Max Steinthal was born in Berlin on December 24, 1850. His parents were wholesale merchant Eduard Steinthal and Johanna Steinthal; both had come to Berlin from Anhalt. Max Steinthal had an older brother Leopold and two younger sisters, Sophie and Elvira. They all grew up in their parents' house at Neue Friedrichstrasse 22.

Steinthal rented his first own apartment in 1876 at Vossstrasse 31 in Berlin-Mitte. In April 1889, he met Fanny Lindenthal from Vienna, and they married on July 4, 1889, in Vienna. On August 24, 1889, the couple moved at Roonstraße 9 in Berlin-Tiergarten.

In 1890 Fanny Steinthal gave birth to their first son, Erich. The couple had six more children; Daisy (1891), Eva (1892), Werner (1894), Eduard (1896), Ruth (1898) and Peter (1899).

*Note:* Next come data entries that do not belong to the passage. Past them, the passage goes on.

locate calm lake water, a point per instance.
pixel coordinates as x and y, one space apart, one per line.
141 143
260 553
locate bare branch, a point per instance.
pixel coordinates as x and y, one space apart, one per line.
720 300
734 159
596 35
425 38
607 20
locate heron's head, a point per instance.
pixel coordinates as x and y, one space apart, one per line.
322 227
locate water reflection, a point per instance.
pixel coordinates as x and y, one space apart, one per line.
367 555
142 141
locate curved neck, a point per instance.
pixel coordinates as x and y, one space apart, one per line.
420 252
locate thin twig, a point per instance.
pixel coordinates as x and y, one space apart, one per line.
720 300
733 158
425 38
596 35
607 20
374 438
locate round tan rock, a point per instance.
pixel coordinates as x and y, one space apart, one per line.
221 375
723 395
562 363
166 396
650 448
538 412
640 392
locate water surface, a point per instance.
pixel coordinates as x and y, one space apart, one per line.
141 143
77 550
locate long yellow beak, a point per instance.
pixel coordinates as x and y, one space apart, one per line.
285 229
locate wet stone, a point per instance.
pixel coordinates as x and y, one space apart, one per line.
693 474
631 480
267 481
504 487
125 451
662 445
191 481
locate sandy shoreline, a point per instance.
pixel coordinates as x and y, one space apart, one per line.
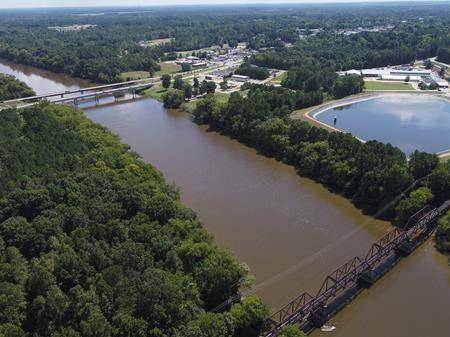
310 114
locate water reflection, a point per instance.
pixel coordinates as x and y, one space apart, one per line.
407 121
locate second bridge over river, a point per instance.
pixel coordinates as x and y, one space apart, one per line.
86 94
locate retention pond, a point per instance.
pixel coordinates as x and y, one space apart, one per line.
407 121
289 230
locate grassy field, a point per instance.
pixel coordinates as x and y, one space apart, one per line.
190 106
375 85
158 42
168 68
155 92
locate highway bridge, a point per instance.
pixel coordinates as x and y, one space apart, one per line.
345 283
83 94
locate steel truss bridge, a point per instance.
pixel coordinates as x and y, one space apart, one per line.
346 282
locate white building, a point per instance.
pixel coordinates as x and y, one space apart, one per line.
240 78
400 78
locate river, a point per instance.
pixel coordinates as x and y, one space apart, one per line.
289 230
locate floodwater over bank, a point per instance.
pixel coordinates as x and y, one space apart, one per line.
407 121
289 230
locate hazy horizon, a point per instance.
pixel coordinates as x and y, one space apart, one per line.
142 3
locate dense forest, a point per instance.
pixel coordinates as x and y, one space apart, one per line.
94 243
372 174
111 44
11 88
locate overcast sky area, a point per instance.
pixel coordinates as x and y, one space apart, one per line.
109 3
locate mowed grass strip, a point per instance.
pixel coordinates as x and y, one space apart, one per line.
377 85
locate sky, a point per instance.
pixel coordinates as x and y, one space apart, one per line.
109 3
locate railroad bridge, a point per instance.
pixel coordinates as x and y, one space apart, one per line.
346 282
85 94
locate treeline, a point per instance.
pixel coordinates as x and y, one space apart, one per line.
311 77
443 55
254 72
372 174
112 45
364 50
11 88
94 243
86 54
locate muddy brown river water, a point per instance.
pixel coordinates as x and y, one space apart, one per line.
289 230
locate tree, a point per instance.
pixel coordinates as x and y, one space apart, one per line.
224 84
126 325
421 163
196 82
249 317
186 67
416 200
173 99
166 80
187 91
443 233
178 83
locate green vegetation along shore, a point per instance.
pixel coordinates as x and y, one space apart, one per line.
94 243
371 174
11 88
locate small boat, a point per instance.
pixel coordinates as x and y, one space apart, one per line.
327 328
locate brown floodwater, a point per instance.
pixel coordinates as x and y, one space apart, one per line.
289 230
42 81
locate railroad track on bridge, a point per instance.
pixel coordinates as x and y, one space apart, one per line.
346 282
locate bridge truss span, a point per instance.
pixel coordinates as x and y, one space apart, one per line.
347 281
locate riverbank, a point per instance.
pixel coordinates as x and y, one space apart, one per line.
290 230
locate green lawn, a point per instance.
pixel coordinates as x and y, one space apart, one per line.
376 85
156 93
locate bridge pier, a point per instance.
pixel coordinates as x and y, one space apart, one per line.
405 249
367 278
318 317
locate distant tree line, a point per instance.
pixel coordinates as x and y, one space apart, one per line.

In 1939, the couple were forced to sell their real estate holdings well below value and other assets were confiscated on account of being Jewish under Nazi Germany. Max Steinthal died a short time later on December 8, 1940, and was buried on December 19 in the family grave in the interdenominational forest cemetery in Heerstraße. On October 5, 1941, his wife Fanny passed away.

==Literature==
- Max Fuchs: Max Steinthal on his eightieth birthday on December 24, 1930 (Festschrift). Berlin 1930.
- Paul Wittig : Max Steinthal - His work for the Berlin elevated and underground railways . In: Die Fahrt - magazine of the Berliner Verkehrs-Aktiengesellschaft, 3rd volume, no. 3, Berlin 1931, pp. 45–48.
- Erich Achterberg: Berlin high finance - emperors, princes, millionaires around 1900 . Fritz Knapp Verlag, Frankfurt am Main 1965. Biography Steinthal pp. 28–33.
- Max Steinthal: a banker and his pictures . Proprietas-Verlag, Berlin 2004, ISBN 3-00-014487-0.
- David Henry Marlow: Uncovering their names and stories. 300+ years of a German-Jewish family 1697-2024. New York: JewishGen Press, New York, 2025. ISBN 978-1-962054-18-8

==Art collection==

Max Steinthal's art collection included paintings by Frans Snyders, Joaquín Sorolla and Giovanni Segantini, as well as works by Lovis Corinth, Édouard Manet, Camille Pissarro, Edvard Munch, Pablo Picasso, Max Liebermann, and others. The collection went missing during the Nazi Germany period. In 2003, 60 works from the collected were found in dresden, and exhibited in the Jewish Museum in Berlin.